The Black Moment

By Iris Leach, author of Looking for Prince CharmingA Taste of Honey, and An Outback Affair

An Outback AffairA great American humorous writer, Stephen Leacock, was once asked whether writing was a difficult art. ‘Oh no,’ he replied, ‘writing isn’t difficult at all. You just take a pen and paper and put down whatever occurs to you. Of course,’ he added thoughtfully, ‘the occurring—now that can be difficult.’

I’d like to tell you what I’ve learned from books and the Internet about the black moment and what it means to your work. How important the black moment is to romance writing.

Firstly, I think for you to understand the black moment clearer, I’ll give you an example of a black moment that maybe you could relate to. You know, the moment when all is lost. When your goal of becoming a published author seems like reaching the moon, and you’re stuck on earth with a flat booster rocket. That moment when your faith is waning and your energy is fading fast. When the years feel wasted, the sacrifices in vain, and the rejections overpower you like unpaid bills. This is a black moment. The resolution, of course, is an acceptance letter.

What do the words black moment say to you? Even if you’ve never heard of the black moment in writing you can pretty well guess this is an indication of a problem.

The big black moment is that point of hopelessness, the darkest, bleakest reaction section in your novel.

You’ve been working towards this scene from page one, or should have been.

When do things look their worst? When your characters have been backed up to a wall and they’re forced to change or make a decision that could lead them in to not receiving what they want. The black moment should inevitably lead to an internal change allowing them to commit to the other.

FINAL CRISIS AND BLACK MOMENT—the final crisis and its disastrous results. Immediately followed by TURNAROUND AND RESOLUTION—you tell the turnaround element and the story resolution. This is how it works BLACK MOMENT FOLLOWED IMMEDIATELY BY RESOLUTION—the end of the story.
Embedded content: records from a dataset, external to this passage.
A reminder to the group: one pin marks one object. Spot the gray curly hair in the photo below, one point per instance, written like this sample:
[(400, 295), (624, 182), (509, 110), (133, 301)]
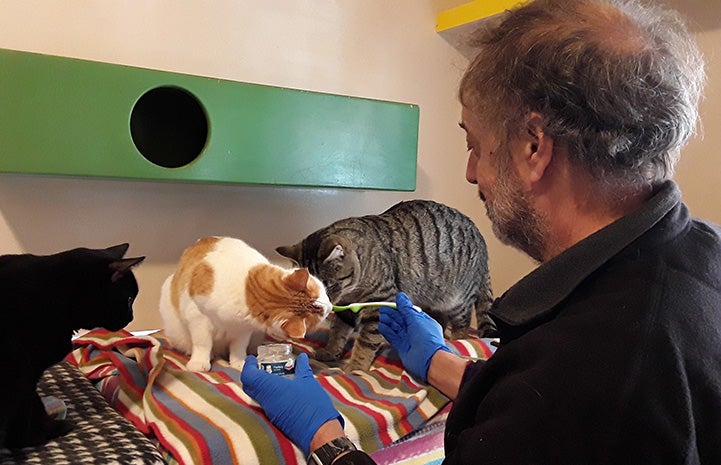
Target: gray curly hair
[(617, 82)]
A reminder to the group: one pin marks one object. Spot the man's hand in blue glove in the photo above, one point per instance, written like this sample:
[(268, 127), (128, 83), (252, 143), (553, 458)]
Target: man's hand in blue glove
[(297, 406), (415, 335)]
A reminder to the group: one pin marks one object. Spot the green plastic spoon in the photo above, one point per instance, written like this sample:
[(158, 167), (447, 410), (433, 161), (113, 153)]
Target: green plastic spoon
[(358, 306)]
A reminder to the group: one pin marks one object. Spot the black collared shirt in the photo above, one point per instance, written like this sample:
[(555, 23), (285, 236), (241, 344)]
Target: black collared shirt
[(610, 352)]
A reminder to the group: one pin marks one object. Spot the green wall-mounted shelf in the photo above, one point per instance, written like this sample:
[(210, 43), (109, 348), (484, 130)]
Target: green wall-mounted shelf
[(65, 116)]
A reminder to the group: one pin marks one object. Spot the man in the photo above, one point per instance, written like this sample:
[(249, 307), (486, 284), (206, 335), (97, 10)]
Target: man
[(610, 351)]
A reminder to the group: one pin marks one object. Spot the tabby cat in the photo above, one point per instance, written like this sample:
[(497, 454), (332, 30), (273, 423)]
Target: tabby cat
[(44, 300), (224, 291), (428, 250)]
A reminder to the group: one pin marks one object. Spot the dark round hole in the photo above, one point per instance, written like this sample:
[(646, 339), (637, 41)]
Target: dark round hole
[(169, 126)]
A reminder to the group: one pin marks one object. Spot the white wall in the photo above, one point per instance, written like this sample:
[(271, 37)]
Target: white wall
[(378, 49)]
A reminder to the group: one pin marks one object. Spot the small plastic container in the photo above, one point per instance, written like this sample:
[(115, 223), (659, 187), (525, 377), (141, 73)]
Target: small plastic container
[(276, 359)]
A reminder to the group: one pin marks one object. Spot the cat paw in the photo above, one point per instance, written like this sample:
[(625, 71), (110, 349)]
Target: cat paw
[(324, 355), (238, 364), (198, 365)]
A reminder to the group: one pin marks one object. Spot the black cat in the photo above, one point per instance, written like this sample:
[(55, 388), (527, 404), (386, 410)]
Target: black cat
[(43, 300)]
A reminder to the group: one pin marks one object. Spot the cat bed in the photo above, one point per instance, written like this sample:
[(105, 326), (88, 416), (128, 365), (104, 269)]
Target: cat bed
[(207, 417), (100, 435)]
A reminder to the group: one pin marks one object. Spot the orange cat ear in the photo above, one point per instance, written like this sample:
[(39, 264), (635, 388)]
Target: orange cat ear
[(298, 280), (294, 328)]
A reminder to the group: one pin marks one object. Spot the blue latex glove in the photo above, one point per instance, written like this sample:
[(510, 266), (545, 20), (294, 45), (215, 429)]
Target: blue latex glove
[(415, 335), (297, 406)]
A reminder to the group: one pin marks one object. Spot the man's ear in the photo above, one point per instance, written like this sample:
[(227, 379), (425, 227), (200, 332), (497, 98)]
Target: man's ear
[(540, 146)]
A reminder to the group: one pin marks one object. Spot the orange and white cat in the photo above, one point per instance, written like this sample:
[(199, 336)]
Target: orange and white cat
[(224, 291)]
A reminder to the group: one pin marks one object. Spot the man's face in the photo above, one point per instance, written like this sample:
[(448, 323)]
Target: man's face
[(492, 167)]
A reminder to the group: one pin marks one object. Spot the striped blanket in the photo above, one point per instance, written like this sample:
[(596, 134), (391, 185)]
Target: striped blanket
[(207, 418)]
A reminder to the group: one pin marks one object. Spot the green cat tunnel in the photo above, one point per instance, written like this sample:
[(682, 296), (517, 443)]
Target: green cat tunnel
[(64, 116)]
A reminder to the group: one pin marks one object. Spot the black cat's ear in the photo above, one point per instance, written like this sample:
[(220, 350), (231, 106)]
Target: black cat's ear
[(117, 251), (290, 251), (120, 267)]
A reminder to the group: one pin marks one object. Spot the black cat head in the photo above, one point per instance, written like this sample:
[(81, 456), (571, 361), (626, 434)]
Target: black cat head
[(102, 286)]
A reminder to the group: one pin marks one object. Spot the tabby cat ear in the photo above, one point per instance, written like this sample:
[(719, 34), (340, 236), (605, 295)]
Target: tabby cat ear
[(290, 251), (294, 328), (297, 280), (117, 251), (120, 267), (335, 254)]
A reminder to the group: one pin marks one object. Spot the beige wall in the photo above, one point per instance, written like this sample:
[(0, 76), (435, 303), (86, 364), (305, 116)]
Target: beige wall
[(370, 48)]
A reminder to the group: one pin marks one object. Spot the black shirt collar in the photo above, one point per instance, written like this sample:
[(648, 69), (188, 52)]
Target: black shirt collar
[(532, 298)]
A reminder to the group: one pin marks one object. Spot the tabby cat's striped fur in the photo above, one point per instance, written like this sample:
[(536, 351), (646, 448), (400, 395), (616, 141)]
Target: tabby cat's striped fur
[(428, 250)]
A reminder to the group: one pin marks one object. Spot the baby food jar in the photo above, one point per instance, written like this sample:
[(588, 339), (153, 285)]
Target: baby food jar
[(276, 358)]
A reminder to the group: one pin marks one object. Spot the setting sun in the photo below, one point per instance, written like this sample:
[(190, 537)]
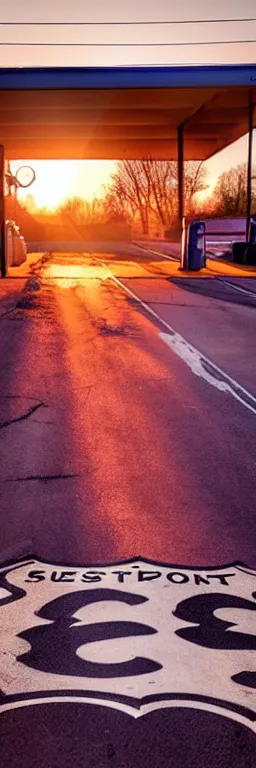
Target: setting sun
[(58, 179)]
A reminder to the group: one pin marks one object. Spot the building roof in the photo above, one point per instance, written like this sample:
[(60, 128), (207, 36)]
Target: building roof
[(123, 112)]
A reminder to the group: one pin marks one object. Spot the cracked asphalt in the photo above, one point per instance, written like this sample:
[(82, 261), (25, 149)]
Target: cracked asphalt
[(110, 446)]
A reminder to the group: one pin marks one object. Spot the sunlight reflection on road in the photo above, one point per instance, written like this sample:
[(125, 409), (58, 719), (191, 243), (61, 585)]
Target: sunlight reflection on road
[(69, 275)]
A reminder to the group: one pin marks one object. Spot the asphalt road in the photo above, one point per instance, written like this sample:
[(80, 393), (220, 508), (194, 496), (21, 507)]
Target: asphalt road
[(121, 442), (110, 446)]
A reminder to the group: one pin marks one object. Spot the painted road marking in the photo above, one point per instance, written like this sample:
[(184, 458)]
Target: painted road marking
[(196, 360), (238, 288), (131, 634), (127, 660)]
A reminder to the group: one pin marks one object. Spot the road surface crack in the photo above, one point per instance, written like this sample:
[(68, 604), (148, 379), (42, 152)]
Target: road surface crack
[(23, 416), (42, 478)]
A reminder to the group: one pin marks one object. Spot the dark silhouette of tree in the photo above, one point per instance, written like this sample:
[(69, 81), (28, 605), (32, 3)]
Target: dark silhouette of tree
[(230, 194), (147, 191)]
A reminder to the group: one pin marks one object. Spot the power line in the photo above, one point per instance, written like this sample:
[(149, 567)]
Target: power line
[(120, 23), (125, 45)]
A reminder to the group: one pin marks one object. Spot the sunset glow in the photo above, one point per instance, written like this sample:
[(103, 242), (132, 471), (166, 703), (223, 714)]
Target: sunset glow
[(57, 180)]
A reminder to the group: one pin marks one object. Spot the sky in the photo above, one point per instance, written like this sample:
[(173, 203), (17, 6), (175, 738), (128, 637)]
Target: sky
[(86, 178)]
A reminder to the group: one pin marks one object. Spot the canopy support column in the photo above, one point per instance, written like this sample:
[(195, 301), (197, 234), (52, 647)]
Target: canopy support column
[(249, 165), (2, 213), (180, 173)]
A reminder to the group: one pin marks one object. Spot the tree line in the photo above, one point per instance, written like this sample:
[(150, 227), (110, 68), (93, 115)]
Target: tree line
[(143, 194)]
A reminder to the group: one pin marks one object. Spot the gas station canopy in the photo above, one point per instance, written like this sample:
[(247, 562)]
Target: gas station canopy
[(124, 112)]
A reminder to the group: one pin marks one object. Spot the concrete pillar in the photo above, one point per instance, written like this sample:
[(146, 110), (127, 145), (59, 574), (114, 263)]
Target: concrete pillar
[(180, 173), (2, 213), (249, 164)]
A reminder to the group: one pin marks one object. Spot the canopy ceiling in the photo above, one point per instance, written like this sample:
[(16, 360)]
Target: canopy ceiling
[(115, 113)]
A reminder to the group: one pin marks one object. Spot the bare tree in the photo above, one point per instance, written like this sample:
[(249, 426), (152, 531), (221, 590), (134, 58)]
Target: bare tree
[(147, 190), (230, 194)]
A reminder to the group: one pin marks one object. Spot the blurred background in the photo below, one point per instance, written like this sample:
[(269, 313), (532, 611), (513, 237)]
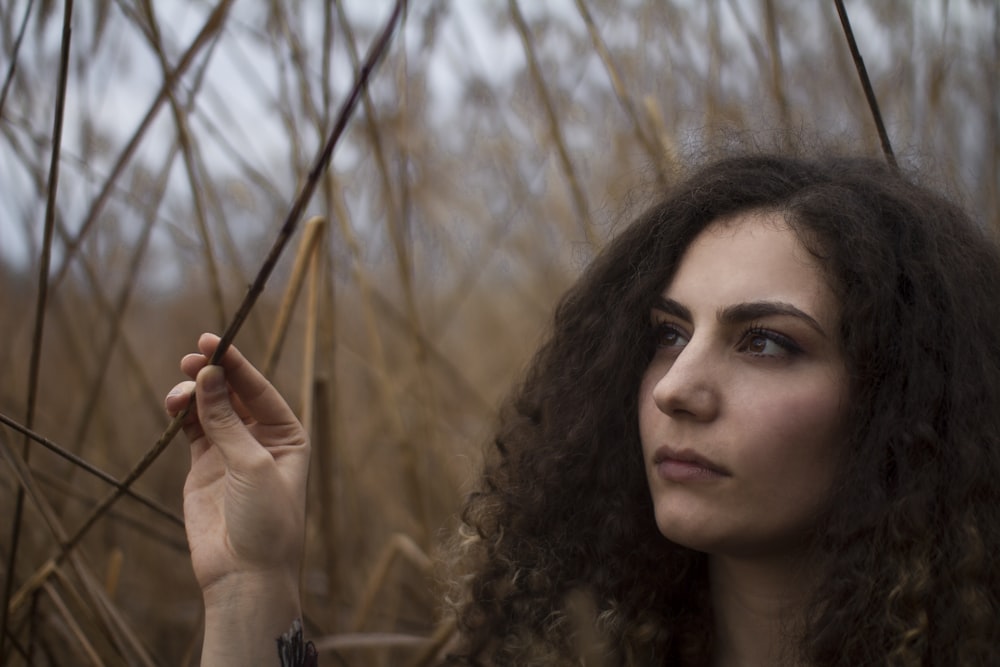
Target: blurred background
[(498, 146)]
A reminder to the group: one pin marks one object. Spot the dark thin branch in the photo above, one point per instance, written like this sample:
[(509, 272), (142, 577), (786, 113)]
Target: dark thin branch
[(40, 304), (13, 58), (866, 83), (93, 470), (287, 229)]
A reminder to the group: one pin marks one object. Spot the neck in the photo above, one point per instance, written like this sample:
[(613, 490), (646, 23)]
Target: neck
[(757, 606)]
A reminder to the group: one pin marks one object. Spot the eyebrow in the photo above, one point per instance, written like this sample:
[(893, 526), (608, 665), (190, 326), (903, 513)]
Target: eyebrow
[(742, 312)]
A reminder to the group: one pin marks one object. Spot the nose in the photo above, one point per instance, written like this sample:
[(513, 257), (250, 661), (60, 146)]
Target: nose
[(689, 387)]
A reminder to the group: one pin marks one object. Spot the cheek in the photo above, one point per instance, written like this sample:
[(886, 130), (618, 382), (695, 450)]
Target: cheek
[(797, 434)]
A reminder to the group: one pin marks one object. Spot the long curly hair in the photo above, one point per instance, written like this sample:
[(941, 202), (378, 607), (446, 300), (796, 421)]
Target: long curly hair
[(906, 551)]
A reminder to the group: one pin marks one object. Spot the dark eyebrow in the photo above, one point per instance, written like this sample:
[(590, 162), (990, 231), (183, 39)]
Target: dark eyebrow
[(755, 310), (742, 312), (671, 307)]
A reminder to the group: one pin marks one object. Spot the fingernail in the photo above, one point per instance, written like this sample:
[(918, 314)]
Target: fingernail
[(214, 378)]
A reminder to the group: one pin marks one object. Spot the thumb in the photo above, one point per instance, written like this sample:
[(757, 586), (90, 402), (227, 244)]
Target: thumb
[(222, 426)]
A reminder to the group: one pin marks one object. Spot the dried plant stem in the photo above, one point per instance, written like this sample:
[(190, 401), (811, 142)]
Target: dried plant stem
[(777, 75), (667, 144), (212, 26), (285, 233), (74, 628), (325, 448), (12, 67), (116, 314), (311, 235), (188, 154), (662, 169), (40, 307), (312, 327), (866, 84), (84, 465), (395, 225), (443, 634), (113, 623), (581, 209), (399, 545)]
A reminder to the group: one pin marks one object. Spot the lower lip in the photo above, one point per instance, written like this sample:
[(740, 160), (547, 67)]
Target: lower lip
[(685, 471)]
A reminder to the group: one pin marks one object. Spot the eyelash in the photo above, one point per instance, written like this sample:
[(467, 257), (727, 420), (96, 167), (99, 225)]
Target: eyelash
[(781, 340), (660, 330)]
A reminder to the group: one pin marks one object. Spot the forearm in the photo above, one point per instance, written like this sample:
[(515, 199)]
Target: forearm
[(244, 617)]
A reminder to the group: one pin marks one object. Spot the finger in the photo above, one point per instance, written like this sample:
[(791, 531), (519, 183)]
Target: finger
[(179, 397), (260, 399), (192, 363), (220, 422)]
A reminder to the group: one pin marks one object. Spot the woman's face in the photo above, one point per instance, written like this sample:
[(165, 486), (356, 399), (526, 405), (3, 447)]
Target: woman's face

This is the reward stage: what do the hero and heroine get for changing and the sacrifices they’ve made? They get each other. This is the prize.

We need the black moment. It is another way of drawing our readers in and making them care.

As writers, we create our own criteria for this moment from manuscript to manuscript. It can be one page, two paragraphs, whatever it takes to bring the reader to the brink of fulfillment, and then we tell them there is one last almost insurmountable problem.

The hero and heroine have either made a commitment or there is a strongly implied future between them. We are not left wondering if they love each other.

An Affair to Remember, starring Cary Grant and Deborah Kerr, is considered one of the greatest love stories ever. If you have never seen it, rent it out. If you have seen it before, take a stroll down memory lane to relive the magic.

Cary Grant stars as world-renowned playboy Nicky Ferrante. Nicky is engaged to marry Lois Clarke, a rich heiress. He’s boarding for his cruise to cross the Atlantic.

Deborah Kerr plays Terry McKay, the girlfriend of a rich businessman, who is also on the cruise. She is lonely and hates her boyfriend, Kenneth for forcing her to go on the New Year’s Eve trip by herself. Fate brings the two together when she finds Nicky’s cigarette case.

They are instantly attracted to one another, but the couple realizes that they should not be seen together and must not act on their burning passion due to their commitments to their current beaus. However, that only makes the love grow stronger.

As the cruise approaches its destination, New York City, they realize they are meant for each other, so our two lovers make a pact—they will meet at the top of the Empire State Building six months later. If they are still in love, they will get married.

Three months later finds Nicky waiting on the top of the Empire State Building and Terry looking up at the building and her love. Crossing the road, she is hit by a car and left paralyzed. She doesn’t want Nicky tied to a cripple and never contacts him.

Nicky believes that she doesn’t love him.

This is not the black moment.

The black moment comes when Nicky sees Terry at a theatre with another man. Consumed by jealousy he arrives unexpected at Terry’s flat. He wants to tell her how much she has hurt him and how he can never forgive her. He begins to leave her and we realize that all is forever lost.

TURNAROUND AND RESOLUTION: as he’s leaving he sees a painting he’d given away to a friend who owns a restaurant, a painting that both he and Terry loved. His friend told him about a crippled girl who begged him to sell her the painting. He searches the flat and finds her wheelchair. And we have a most satisfying heart-rending ending.

Let’s take another example:
In my latest book, An Outback Affair, out today from Crimson Romance, Cassie believes all that Joel wants is his nephew Sam. She confronts him and he confesses that it is the truth. At the beginning he wanted only Sam and planned and plotted to keep him, now he has fallen in love with her and she is his life. She doesn’t believe him.

TURNAROUND AND RESOLUTION. Joel tells her to leave the station, take Sam with her and never return. He’ll never bother them again. Cassie knows now that Joel loves her more than life itself.

The black moment is full of possibilities to enhance and bring your story to a close.

The reader wants a happy ending.

Create the black moment in a skilful, believable manner, and then let your readers and your hero/heroine have their well-deserved happy ending.